Royaume-Uni : contre les émeutiers anti-migrants, l’arme du "name and shame"
"J’ai honte de moi et de ce que j’ai fait. J’ai desservi Southport et ses enfants, et j’ai déçu ma famille." C’est avec ces mots de contrition que Derek Drummond, un transporteur routier de 58 ans, l’un des premiers émeutiers anglais jugé, a accueilli sa condamnation à trois ans de prison ferme.
Le 29 juillet au soir, quelques heures seulement après le meurtre de trois enfants à Southport lors d'une attaque au couteau ayant par ailleurs fait dix blessés graves, Derek Drummond s’était joint à une manifestation violente organisée via les réseaux sociaux par l’extrême droite anglaise. Il avait donné un coup de poing à un policier qui lui ordonnait de reculer. Derek Drummond s’était rendu à la police après la diffusion d’images de cette agression, relayées dans tous les médias. S’il n’avait pas plaidé coupable, sa peine aurait été encore plus lourde.
Keir Starmer sur la rapidité et la sévérité de la justice
La stratégie de Keir Starmer pour mettre fin aux émeutes d’extrême droite qui ont essaimé dans tout le royaume depuis dix jours est simple : elle repose sur le "name and shame" et sur la rapidité et la sévérité de la justice. La même qu’à l’été 2011, quand il avait prêté main-forte au Premier ministre conservateur David Cameron lors d'émeutes urbaines violentes. A l’époque procureur général et directeur du ministère public, Keir Starmer avait fait en sorte que les magistrats travaillent nuit et jour pour juger sévèrement les auteurs de violences et déprédations. Devant la jeunesse des émeutiers, David Cameron n’avait pas fléchi et annoncé la couleur : "Si vous êtes assez vieux pour commettre ces crimes, vous êtes assez vieux pour en être punis."

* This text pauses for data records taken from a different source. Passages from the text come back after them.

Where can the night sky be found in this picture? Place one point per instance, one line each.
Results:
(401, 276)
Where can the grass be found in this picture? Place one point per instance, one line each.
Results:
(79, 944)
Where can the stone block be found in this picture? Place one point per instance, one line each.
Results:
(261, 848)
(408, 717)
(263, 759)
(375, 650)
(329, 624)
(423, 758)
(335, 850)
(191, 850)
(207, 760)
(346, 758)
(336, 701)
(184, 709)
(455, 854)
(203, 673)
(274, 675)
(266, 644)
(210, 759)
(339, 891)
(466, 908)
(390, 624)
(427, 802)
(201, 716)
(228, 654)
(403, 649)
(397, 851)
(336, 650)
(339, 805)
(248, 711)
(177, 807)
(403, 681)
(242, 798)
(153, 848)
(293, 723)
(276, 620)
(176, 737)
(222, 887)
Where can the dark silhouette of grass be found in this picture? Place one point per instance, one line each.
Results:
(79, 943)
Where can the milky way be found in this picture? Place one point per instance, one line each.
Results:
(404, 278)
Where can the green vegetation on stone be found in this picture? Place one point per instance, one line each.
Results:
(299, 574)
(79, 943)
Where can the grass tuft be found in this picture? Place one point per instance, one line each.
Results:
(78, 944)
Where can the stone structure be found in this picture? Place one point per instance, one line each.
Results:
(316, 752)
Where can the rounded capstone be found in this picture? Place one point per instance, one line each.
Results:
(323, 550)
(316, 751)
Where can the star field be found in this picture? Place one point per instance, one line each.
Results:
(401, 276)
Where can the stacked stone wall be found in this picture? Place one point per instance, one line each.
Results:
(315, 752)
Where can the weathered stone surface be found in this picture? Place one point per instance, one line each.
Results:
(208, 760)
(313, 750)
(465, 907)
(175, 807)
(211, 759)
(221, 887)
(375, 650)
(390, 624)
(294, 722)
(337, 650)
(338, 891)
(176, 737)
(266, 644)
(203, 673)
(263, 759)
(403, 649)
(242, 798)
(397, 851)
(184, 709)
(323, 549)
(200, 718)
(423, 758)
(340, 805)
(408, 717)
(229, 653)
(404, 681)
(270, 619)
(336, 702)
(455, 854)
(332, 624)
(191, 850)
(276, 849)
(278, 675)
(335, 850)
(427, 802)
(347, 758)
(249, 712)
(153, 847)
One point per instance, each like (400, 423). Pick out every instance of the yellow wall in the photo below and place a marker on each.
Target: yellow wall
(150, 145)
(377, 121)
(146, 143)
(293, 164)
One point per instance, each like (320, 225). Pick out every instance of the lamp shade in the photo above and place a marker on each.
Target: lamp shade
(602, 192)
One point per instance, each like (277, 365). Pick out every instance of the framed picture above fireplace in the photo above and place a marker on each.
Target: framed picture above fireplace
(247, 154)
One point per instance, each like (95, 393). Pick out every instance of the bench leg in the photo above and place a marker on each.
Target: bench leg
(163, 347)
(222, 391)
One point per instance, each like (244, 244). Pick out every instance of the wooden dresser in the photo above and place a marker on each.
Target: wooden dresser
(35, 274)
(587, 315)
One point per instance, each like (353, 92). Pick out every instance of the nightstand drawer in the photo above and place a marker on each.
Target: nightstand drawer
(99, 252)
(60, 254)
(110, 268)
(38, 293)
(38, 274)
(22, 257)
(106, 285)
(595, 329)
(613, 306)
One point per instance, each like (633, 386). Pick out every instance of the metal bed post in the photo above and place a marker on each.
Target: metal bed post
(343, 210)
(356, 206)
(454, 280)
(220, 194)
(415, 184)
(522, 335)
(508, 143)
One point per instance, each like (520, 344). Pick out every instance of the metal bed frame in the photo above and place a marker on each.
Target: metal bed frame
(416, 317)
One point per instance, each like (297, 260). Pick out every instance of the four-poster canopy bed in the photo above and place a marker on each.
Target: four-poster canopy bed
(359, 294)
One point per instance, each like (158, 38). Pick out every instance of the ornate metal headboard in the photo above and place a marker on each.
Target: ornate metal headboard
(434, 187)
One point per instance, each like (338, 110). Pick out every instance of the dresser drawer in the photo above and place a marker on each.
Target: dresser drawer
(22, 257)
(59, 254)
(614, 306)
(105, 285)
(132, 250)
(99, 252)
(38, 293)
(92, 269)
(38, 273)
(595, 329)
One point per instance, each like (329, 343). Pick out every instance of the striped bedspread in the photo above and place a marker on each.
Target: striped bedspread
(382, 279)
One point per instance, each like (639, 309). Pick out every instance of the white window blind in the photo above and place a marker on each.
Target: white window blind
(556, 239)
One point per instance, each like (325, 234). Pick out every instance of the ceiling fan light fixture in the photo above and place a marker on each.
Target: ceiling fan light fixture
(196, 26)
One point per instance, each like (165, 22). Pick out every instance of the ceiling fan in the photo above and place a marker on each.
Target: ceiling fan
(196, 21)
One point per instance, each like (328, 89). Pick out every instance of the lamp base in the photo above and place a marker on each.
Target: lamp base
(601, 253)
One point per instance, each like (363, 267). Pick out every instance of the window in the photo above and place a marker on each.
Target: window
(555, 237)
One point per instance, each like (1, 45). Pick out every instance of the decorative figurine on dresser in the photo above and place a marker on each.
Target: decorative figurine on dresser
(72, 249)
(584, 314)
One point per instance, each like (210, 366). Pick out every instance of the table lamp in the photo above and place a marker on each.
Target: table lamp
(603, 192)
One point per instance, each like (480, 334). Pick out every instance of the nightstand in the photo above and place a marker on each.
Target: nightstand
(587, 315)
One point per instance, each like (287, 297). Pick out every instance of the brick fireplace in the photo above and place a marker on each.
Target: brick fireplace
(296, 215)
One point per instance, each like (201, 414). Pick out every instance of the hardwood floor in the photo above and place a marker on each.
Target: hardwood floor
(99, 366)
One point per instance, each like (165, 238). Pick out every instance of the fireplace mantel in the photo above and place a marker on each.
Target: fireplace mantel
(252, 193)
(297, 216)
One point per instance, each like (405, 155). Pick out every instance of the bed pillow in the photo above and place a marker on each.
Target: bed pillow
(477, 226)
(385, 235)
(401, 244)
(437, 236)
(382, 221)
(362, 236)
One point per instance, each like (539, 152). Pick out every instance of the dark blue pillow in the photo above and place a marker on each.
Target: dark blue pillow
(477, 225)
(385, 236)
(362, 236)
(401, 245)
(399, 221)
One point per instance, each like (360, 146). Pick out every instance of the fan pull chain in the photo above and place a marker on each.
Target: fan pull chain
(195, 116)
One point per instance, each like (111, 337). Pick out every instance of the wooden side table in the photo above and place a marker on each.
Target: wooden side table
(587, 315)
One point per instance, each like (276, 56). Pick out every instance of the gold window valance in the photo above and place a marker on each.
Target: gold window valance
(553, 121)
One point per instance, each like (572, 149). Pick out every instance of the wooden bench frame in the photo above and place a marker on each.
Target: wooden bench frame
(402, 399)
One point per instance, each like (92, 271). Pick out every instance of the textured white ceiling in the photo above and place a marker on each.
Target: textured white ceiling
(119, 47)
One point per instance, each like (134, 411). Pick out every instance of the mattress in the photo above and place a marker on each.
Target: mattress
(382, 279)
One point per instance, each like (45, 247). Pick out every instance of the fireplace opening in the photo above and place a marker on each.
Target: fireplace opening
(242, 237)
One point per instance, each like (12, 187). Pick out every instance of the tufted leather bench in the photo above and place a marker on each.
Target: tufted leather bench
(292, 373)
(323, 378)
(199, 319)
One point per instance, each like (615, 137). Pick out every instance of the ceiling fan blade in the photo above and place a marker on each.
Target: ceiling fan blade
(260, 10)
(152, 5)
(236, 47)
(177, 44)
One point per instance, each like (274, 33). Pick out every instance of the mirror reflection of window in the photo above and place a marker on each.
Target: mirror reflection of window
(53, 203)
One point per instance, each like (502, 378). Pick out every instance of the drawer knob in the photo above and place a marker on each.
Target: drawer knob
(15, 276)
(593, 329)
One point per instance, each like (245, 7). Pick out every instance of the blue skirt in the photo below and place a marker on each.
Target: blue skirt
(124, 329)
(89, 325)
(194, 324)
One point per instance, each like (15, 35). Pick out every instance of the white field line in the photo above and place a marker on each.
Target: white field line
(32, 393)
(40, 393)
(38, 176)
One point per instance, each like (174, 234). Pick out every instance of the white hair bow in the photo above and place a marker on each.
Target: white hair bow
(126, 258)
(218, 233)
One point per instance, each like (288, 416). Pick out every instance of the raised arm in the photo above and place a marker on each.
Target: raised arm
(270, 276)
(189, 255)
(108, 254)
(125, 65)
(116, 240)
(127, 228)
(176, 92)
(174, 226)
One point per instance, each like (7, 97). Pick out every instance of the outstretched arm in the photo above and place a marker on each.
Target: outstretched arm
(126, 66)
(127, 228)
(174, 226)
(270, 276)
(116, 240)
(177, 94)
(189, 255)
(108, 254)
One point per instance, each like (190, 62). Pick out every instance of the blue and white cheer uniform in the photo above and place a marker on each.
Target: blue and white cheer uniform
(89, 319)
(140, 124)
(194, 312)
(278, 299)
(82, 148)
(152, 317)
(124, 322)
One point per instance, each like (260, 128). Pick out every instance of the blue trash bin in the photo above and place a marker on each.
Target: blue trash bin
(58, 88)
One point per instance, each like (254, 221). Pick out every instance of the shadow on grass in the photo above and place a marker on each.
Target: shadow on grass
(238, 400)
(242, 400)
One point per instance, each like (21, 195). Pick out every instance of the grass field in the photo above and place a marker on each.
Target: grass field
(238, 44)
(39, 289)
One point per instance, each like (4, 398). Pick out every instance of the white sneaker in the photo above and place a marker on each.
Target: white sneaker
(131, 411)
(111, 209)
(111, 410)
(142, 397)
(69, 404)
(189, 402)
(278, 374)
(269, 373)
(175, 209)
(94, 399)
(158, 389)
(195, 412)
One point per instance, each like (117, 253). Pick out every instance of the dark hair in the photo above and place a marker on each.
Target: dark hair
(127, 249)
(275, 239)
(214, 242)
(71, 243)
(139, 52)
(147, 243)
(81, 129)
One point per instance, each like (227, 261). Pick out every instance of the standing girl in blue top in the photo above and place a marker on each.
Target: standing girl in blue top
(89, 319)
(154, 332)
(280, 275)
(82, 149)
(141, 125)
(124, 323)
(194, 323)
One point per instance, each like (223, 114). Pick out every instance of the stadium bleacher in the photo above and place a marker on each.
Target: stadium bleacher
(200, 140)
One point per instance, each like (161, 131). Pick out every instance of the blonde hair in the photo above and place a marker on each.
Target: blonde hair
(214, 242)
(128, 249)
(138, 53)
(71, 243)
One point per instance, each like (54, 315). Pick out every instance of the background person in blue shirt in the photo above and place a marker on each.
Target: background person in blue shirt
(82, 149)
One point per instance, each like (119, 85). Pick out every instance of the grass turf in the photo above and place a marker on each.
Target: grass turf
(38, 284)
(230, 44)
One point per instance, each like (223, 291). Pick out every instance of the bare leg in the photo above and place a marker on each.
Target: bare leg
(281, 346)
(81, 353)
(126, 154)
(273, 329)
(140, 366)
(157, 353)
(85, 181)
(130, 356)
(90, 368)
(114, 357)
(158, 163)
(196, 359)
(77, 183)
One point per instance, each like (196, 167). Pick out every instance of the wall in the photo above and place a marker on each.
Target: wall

Autre mesure utilisée par le gouvernement britannique, le "name and shame" consiste à rendre public les images et portraits des gens recherchés par la police ainsi que leur nom et ville de résidence dès qu’ils ont été identifiés, et ce, avant même leur jugement. Libre ensuite aux médias, qui ne s’en privent pas, de les faire circuler. Un moyen souvent efficace pour jeter l’opprobre sur les fauteurs de troubles. Derek Drummond a ainsi perdu son emploi dès son identification et sa participation connues et relatées.
"La force de la loi"
Au Royaume-Uni, l’importance du maintien de l’ordre ne fait guère débat et il existe peu de différences entre travaillistes et conservateurs sur la façon de traiter des émeutiers. Autre particularité britannique, les pillages et destructions de propriétés privées ou publiques sont condamnés aussi sévèrement que les violences physiques aux personnes.
Alors que des contre-manifestations anti-racistes s’organisent dans tout le pays et ont démontré leur force le 7 août au soir, notamment à Wandsworth dans le nord-est de Londres, à Bristol, Liverpool, Birmingham et Southampton, les 450 personnes arrêtées ces derniers jours commencent à comprendre les paroles de Starmer : "ceux qui ont participé à ces émeutes vont regretter de l’avoir fait. Ils vont sentir la pleine force de la loi."
Cole Stewart, 18 ans, déjà connu pour des faits de délinquance, sera jugé ce vendredi pour avoir lancé des briques contre la police lors d’émeutes à Darlington, près de Durham dans le nord-est de l’Angleterre. Même en plaidant coupable, il devrait écoper d’une peine de prison ferme. Comme le dit Keir Starmer, "cela donnera aux émeutiers du temps pour réfléchir à leurs actions."